Hi folks.  I have been trying to get the NATO OUP and QDJM ribbon from our Clothing Stores with no luck.  I have called around to a few other clothing stores but they too have nothing.

The NATO OUP has a Libya bar that no one seems to have.  The medal did come with a ribbon, but it is smaller than the CF ribbon and looks odd.  And I need a second set of ribbons anyway so cannibalizing the ribbon that came with the medal will not help.

The QDJM is clearly in demand, but our clothing stores only received a handful to begin with.

Any thoughts/tips/hot leads??


----------



## Michael OLeary (6 Apr 2013)

The RCR Museum may have what you need, you should get the right person at 519-660-5126


----------



## PAdm (6 Apr 2013)

Michael O'Leary said:
			
		

> The RCR Museum may have what you need, you should get the right person at 519-660-5126



Thanks.  Never would have thought of that.


----------



## 211RadOp (6 Apr 2013)

No idea where you are, but the C & E Museum in Kingston will work too.


----------



## PAdm (6 Apr 2013)

211RadOp said:
			
		

> No idea where you are, but the C & E Museum in Kingston will work too.


Excellent, thanks.  I am down east but someone is always going through Ktown.


----------



## NavyShooter (7 Apr 2013)

There's some online medal distributors (mostly in the UK) that will sell you a replacement OUP medal, but I don't see any with ribbons.

A friend of mine at work took the issued OUP ribbon apart and re-assembled it with the metal inserts from a standard sized Canadian ribbon.  The UN/NATO ribbon is designed for a different sized rack mount.

NS


----------



## PAdm (7 Apr 2013)

NavyShooter said:
			
		

> A friend of mine at work took the issued OUP ribbon apart and re-assembled it with the metal inserts from a standard sized Canadian ribbon.  The UN/NATO ribbon is designed for a different sized rack mount.

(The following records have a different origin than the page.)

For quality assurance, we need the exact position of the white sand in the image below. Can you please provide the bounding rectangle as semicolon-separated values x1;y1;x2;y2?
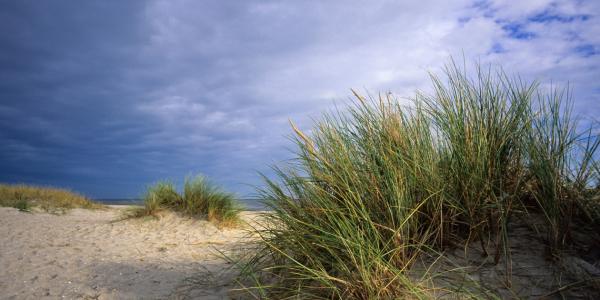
0;207;600;299
0;207;256;299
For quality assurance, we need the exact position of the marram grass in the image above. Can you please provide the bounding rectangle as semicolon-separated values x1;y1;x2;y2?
0;184;105;213
221;61;600;299
126;175;242;227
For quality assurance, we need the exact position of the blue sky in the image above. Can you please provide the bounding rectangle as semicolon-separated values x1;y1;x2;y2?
0;0;600;198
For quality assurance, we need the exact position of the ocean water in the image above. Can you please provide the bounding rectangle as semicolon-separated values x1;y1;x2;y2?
91;199;266;211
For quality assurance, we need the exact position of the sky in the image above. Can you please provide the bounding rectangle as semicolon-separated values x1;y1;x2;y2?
0;0;600;199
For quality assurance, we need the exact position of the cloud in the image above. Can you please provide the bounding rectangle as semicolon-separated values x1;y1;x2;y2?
0;0;600;197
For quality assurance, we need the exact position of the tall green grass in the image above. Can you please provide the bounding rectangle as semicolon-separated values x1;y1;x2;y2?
128;175;242;227
0;184;104;212
230;61;600;299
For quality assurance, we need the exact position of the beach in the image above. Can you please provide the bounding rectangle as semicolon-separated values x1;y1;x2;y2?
0;206;257;300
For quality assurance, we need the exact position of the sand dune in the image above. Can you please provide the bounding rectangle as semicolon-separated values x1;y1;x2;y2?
0;207;256;299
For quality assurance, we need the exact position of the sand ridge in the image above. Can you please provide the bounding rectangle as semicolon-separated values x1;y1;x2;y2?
0;207;256;299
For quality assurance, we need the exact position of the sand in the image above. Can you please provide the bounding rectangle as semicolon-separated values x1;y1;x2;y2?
0;206;256;299
0;206;600;299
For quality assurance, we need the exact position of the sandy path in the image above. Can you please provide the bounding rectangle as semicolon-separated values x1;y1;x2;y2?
0;207;255;299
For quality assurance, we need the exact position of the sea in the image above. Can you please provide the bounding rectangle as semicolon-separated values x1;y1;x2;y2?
91;198;267;211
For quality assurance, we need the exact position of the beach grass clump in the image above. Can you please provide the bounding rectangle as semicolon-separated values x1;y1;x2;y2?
232;61;600;299
0;184;105;213
128;175;242;227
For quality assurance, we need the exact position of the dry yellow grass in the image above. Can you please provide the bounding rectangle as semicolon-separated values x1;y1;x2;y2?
0;184;106;213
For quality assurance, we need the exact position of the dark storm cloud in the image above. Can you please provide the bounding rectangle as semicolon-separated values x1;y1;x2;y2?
0;0;600;197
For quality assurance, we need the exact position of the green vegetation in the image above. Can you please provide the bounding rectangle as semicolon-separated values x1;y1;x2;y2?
226;61;600;299
126;175;241;228
0;184;105;214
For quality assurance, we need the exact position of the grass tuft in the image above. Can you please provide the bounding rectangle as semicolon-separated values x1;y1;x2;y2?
224;57;600;299
0;184;105;214
126;175;242;228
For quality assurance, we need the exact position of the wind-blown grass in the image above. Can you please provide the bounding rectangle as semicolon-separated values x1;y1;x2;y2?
127;175;241;227
226;62;600;299
0;184;105;213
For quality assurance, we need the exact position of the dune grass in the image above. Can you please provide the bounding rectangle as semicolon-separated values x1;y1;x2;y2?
0;184;105;214
126;175;242;228
226;61;600;299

I have a funny feeling that is what I am going to have to do, but still will have a QDJM problem.


----------



## CombatDoc (7 Apr 2013)

PAdm said:
			
		

> I have a funny feeling that is what I am going to have to do, but still will have a QDJM problem.


Send me a PM with your address. I can provide you 1 x QDJM ribbon.


----------



## Northalbertan (19 Apr 2013)

Try joedrouin.com


----------



## Danjanou (19 Apr 2013)

Northalbertan said:
			
		

> Try joedrouin.com



I agree he's usually the best source for these things.

http://www.joedrouin.com/items.php?l=en&nbTypeItemID=106&nbCatID=30

and/or

http://www.joedrouin.com/items.php?l=en&nbTypeItemID=new&nbCatID=30


----------



## Eye In The Sky (19 Apr 2013)

Another possiblity is Lee's Medal Mounting, located just off Portland St in Dartmouth NS.


----------



## smale436 (19 Apr 2013)

http://www.facebook.com/MedalMountingCanada 
http://medalmounting.ca

I was quite pleased with their work. They ship all over the country. Many examples of their products on the facebook site.


----------